Detail from a seventeenth-century tavern scene.

Research Questions

  • We are also asking whether developments in the theory and practices of sociability help explain the increased traffic and consumption of intoxicants.

  • This insight is one of the results of the Phil’s ESRC Research Fellowship, which identified the early modern era as the moment when the language of ‘society’ was introduced and assimilated into the English vernacular. A synonym for ‘company’ and ‘fellowship’, ‘society’ meant purposeful and voluntary association. These ranged from corporate associations (such as the great trading companies) to institutions (like clubs and churches) to interactions: moments of co-presence, possibly though not necessarily on a recurring basis, which follow written or tacit conventions and rituals (such as alehouse company, dinner-table society, and so on).

  • Between 1580 and 1740 these types of ‘society’ proliferated in England and the project explores the relationship between these social and economic developments and the culture of intoxication.
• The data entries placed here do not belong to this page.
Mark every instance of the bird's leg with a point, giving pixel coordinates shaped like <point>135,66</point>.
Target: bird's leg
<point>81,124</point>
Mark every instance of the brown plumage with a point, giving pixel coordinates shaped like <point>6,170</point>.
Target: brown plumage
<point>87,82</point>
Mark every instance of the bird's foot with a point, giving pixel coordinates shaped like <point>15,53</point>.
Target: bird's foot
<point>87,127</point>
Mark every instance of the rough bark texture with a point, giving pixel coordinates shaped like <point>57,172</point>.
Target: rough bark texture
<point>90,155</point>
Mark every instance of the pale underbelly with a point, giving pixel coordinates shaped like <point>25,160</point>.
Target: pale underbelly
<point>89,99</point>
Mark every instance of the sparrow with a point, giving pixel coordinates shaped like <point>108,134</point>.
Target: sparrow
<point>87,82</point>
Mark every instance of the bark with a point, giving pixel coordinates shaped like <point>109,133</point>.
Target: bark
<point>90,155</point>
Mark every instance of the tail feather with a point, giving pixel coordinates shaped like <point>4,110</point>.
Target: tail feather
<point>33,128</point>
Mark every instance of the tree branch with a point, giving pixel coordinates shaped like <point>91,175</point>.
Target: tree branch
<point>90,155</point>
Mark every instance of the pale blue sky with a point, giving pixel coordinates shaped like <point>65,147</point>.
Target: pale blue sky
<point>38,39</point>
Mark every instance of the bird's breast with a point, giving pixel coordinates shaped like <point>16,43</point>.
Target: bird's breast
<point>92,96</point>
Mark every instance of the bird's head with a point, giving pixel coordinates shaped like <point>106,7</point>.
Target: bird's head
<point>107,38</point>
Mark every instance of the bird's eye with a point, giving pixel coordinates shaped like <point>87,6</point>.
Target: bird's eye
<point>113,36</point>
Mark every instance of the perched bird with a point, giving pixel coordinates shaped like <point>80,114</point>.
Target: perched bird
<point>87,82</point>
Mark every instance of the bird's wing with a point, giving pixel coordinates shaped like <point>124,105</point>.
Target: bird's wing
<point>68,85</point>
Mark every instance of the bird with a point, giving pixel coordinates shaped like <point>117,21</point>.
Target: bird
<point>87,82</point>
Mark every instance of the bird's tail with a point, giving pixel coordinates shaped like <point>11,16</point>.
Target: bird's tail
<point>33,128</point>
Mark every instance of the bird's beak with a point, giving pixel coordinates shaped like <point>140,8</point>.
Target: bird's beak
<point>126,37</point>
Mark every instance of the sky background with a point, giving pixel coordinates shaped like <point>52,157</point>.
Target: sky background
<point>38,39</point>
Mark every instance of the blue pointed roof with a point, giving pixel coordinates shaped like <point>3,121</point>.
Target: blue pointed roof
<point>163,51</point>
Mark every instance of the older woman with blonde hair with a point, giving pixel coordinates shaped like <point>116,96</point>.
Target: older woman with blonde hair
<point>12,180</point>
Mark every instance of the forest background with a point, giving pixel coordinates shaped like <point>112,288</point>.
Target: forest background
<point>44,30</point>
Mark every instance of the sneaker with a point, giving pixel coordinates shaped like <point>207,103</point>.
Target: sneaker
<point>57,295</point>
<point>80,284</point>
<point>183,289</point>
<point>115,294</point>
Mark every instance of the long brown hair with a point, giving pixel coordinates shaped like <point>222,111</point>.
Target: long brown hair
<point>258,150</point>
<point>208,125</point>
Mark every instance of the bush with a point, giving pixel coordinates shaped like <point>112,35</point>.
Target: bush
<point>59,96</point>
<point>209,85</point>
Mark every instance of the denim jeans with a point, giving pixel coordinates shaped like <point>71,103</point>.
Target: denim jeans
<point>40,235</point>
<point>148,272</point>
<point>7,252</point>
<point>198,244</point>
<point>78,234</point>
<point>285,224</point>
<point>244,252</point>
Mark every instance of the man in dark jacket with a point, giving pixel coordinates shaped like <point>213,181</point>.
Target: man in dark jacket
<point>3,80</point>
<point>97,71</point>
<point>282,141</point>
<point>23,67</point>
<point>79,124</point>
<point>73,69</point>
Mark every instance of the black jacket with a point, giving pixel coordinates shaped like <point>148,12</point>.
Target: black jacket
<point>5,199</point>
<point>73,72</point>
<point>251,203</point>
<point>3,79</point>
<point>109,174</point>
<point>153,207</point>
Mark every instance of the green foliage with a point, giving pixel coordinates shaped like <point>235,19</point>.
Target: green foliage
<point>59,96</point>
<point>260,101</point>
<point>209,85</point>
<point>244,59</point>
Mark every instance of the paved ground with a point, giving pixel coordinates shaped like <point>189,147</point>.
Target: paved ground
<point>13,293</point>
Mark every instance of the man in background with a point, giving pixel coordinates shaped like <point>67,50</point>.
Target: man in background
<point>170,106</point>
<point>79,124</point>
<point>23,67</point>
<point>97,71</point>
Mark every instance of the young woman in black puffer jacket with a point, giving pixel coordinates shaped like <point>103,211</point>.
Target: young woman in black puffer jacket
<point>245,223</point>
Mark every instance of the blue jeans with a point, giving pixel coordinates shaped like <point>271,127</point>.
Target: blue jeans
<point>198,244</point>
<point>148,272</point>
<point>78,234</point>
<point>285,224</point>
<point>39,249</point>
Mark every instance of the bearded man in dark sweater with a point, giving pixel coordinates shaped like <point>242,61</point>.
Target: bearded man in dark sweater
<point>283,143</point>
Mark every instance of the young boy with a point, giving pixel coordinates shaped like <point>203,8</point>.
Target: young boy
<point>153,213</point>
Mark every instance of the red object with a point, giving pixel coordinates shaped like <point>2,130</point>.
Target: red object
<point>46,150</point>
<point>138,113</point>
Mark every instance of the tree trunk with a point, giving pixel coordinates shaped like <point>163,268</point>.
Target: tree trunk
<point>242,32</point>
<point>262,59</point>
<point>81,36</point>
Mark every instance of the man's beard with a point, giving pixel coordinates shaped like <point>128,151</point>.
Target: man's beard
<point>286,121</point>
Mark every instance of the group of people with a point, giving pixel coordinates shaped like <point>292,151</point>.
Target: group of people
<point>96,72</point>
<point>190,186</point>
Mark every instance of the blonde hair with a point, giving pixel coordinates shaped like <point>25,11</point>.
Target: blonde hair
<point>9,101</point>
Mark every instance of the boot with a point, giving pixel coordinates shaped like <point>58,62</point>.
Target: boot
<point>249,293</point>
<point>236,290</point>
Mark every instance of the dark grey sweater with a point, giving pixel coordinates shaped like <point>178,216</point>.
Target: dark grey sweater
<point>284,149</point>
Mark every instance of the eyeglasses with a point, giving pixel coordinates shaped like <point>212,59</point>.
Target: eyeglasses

Find out more about this theme and our methodology in our church court depositions blog post

Sources

Depositional material from the ecclesiastical and secular courts can be used to recover remarkable amounts of qualitative detail about everyday instances of ‘society’, ‘company’, and ‘fellowship’ between 1580 and 1740. Witness statements taken from marital disputes, contested wills, cases of defamation, thefts, and assaults will accordingly be transcribed in order to analyse the role of intoxicants in everyday social interactions. Depositional material can be used to glean data on: the institutional and physical location of ‘company’; the identity of retailers and suppliers; the sociology of the participants involved; the language with which ordinary people described and conceived of their sociability, drinking and intoxicated states between 1580 and 1740; and the conventions, rituals, and codes of consumption. These sources allow unparalleled insight into the practices of ordinary men and women, providing the basis for an historical ethnography of sociability and drinking.